Uitspraak
RECHTBANK ZEELAND-WEST-BRABANT
1.Procesverloop
- cliënt, bijgestaan door zijn advocaat;
Rechtbank Zeeland-West-Brabant
Op 3 juni 2024 heeft de Rechtbank Zeeland-West-Brabant, locatie Middelburg, een beschikking gegeven in een rekestprocedure naar aanleiding van een verzoek van het Centrum Indicatiestelling Zorg (CIZ) om een rechterlijke machtiging tot opname en verblijf voor een cliënt, geboren in 1942. Het verzoek was ingediend voor een periode van zes maanden op basis van de Wet zorg en dwang (Wzd). Tijdens de mondelinge behandeling werd de cliënt bijgestaan door zijn advocaat, mr. J.E.S. de Rechter, en waren ook een specialist ouderengeneeskunde en de mentor van de cliënt aanwezig.

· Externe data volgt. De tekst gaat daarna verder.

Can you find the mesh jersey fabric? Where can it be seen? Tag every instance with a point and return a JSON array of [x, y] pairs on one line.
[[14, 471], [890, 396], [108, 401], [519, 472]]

De cliënt gaf aan dat hij het naar zijn zin had in de verpleeginstelling en niet meer weg wilde. De specialist ouderengeneeskunde bevestigde dat het goed ging met de cliënt en dat een rechterlijke machtiging niet noodzakelijk was. De rechtbank concludeerde dat er geen sprake was van verzet tegen de opname, wat een voorwaarde is voor het verlenen van de machtiging. De rechtbank oordeelde dat, hoewel de cliënt lijdt aan een psychogeriatrische aandoening (dementie) en 24-uurs zorg nodig heeft, er op dat moment geen noodzaak was voor een rechterlijke machtiging.
Uiteindelijk heeft de rechtbank het verzoek van het CIZ afgewezen, met de overweging dat de cliënt goed verzorgd werd en dat er geen verzet was. Tegen deze beschikking staat het rechtsmiddel van cassatie open. De beschikking is mondeling gegeven door mr. Weerkamp en schriftelijk uitgewerkt op 17 juni 2024.